An eight-year-old boy has died due to inhaling fumes from a slurry pit in a tragic family accident which resulted in the boy´s father fighting for his life in a Belfast hospital.
On request of the Robert Christie´s family, few details of how the eight-year-old boy died due to inhaling fumes from a slurry pit have yet been released by police, but it is believed that Robert and his father – Bertie Christie – were mixing slurry on a neighbour´s farm in Donloy, County Antrim.
Father and son were discovered late on Saturday afternoon by a postman visiting the farm, and the emergency services were called. Robert was taken to Belfast´s Royal Victoria Hospital by air ambulance where he was pronounced dead, while Bertie remains in a critical condition at the Causeway Hospital in Coleraine.
Barclay Bell – Deputy President of the Ulster Farmers Union – offered an explanation of how the accident may have occurred.
He said that slurry pits at often full of animal waste that has accumulated since the winter to be used as fertilizer.
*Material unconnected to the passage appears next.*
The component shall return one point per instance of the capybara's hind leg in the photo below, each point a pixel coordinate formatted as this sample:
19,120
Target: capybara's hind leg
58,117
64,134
While it is stored in the pits, a lethal combination of gasses develops – most seriously methane and hydrogen sulphide – which release poisonous fumes as the slurry is agitated to be used on the fields.
It is often difficult to know when the poisonous fumes have dispersed because they have no smell and, as the gasses from which the fumes are produced are heavier than air, they tend to remain lower to the ground – potentially explaining how Bertie Christie did not sustain such a serious injury as his son.
Northern Ireland´s Health and Safety Executive are already investigating Robert´s death due to inhaling fumes from a slurry pit the organization´s Chief Executive -Keith Morrison – had this message for the grieving family: “Incidents like this show starkly the dangers which our farming communities face and my heart goes out to those affected by this tragic accident”.